Once you have obtained a comfortable sitting position, you are ready for the next portion of your meditative practice.
Meditation comes in all forms. However, if you’re new to the practice, there are some basic techniques you can try as you explore meditative asanas. Here are two simple meditations that you can practice while comfortably sitting in your yoga pose.
This style of meditation is about practicing full awareness and concentration on one object, thought, or task. The process helps you stay in the present moment so you’re able to release repetitive thoughts, negative belief systems, or other external distractions that do not serve you in a positive way.
One mindfulness meditation practice is called Candle Gazing. It is a simple act of staring at a candle flame for 10-20 seconds at a time. It enhances your ability to focus and concentrate which clears and cleanses a stressful mind.
This is a lovely meditation (sometimes called “metta” meditation). The practice focuses on sending warm thoughts, loving intentions, and kindness to yourself, your friends and family, your enemies, and the broader world community.
Repeat simple phrases like “may I (you/we) be peaceful.” May I (you/we) be healthy.” There are great benefits to this practice, some of which have been scientifically proven. For example, the Loving-Kindness Meditation is said to reduce the physiological stress response, suppress body inflammation, and even improve cognition, emotions, and physical well-being.
Related Article: Relaxation Techniques – Simple Ways To Relax The Body And Mind
To round out the meditative asana yoga practice, the addition of Pranayama will cultivate a full and rich experience for the practitioner.
Once you have settled into your seated position and decided upon your meditative practice, it is time to introduce Pranayama. These are breathing techniques that involve controlling aspects of your breath to generate a healthier mind and body.

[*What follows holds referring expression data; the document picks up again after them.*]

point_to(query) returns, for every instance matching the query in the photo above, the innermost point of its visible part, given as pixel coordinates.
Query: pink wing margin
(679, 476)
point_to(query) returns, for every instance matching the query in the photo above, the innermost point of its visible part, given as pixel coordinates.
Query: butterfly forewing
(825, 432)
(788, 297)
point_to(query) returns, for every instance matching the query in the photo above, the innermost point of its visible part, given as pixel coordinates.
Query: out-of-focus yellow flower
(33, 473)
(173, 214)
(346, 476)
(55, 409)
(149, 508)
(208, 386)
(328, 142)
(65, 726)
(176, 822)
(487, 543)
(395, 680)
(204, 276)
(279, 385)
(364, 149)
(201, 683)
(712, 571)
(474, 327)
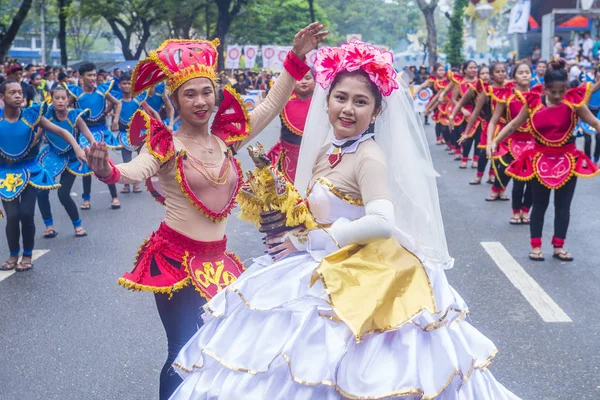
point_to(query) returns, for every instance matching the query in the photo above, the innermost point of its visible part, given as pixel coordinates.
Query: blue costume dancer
(59, 159)
(94, 99)
(21, 174)
(129, 105)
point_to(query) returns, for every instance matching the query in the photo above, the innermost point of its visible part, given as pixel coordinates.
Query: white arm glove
(378, 223)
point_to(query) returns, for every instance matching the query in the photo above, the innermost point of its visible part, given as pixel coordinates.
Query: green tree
(131, 21)
(228, 10)
(454, 44)
(273, 22)
(428, 10)
(13, 16)
(382, 22)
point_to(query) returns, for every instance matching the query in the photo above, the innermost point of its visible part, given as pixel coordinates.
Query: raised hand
(308, 38)
(97, 159)
(80, 154)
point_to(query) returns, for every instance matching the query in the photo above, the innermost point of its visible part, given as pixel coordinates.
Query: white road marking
(529, 288)
(36, 254)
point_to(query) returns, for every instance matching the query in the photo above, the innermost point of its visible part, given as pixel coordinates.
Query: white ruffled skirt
(270, 336)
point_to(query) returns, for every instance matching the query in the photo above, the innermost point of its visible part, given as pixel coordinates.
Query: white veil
(399, 132)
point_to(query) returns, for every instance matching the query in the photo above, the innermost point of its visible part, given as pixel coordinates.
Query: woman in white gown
(360, 307)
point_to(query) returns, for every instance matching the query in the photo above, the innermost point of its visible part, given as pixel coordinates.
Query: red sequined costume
(189, 247)
(554, 158)
(285, 153)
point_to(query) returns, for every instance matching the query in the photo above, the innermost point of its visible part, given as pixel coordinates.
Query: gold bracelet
(332, 238)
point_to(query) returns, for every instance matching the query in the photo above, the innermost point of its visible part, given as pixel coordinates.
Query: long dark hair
(556, 72)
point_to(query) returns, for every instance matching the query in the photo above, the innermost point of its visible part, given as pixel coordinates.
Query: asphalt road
(67, 331)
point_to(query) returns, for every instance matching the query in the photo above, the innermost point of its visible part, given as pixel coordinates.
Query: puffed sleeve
(532, 99)
(579, 96)
(105, 88)
(502, 94)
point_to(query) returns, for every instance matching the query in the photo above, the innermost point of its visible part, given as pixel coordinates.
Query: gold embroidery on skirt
(375, 286)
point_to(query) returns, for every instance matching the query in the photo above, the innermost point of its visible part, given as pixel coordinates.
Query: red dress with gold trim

Here are two Pranayama practices you can use during your meditative asana session.
Ujjayi Pranayama (Victorious Breath):
Ujjayi breathing uses your throat muscles to produce the breath flow while air moves through your nostrils.
- With your mouth closed, draw in breath as if your mouth was open (like you were gasping for breath in slow motion.)
- With a slight force from the back of your throat, exhale as if your mouth was open (like fogging a mirror.)
- Continue with steady breaths in and out.
- The process generates heat within your body, while also creating a sense of calm.
Samavritti (Balancing Breath or Counting Breath)
Samavritti is a wonderful breathing exercise that will produce balance, ease, and calm, throughout your body.
- As you inhale gently through your nose, count slowly to four.
- At the top of the breath, hold for four counts. Do your best not to tense up; the idea is to remain relaxed as possible.
- As you exhale, count for another set of four.
- Repeat for several rounds.
The intention of this pranayama practice is to reduce/eliminate mental chatter and to help manage stress levels.
Now you’re ready to combine all of these elements together to create a comprehensive yoga session. Choose a comfortable seated yoga posture. Once in place, decide the type of meditation you’d like to practice. While engaged in your meditation, remain focused using a Pranayama exercise.
Final Thoughts On Meditative Asanas!
To begin, spend 3 to 5 minutes with your meditative asana. As you gain more practice, increase the time. You’ll find that with consistent practice, you’ll have a clearer mind. Furthermore, will be able to concentrate better, and help release stress from your mind and body.
Consequently, this will lead to better thoughts about yourself and others, and an overall improved short and long term health outlook.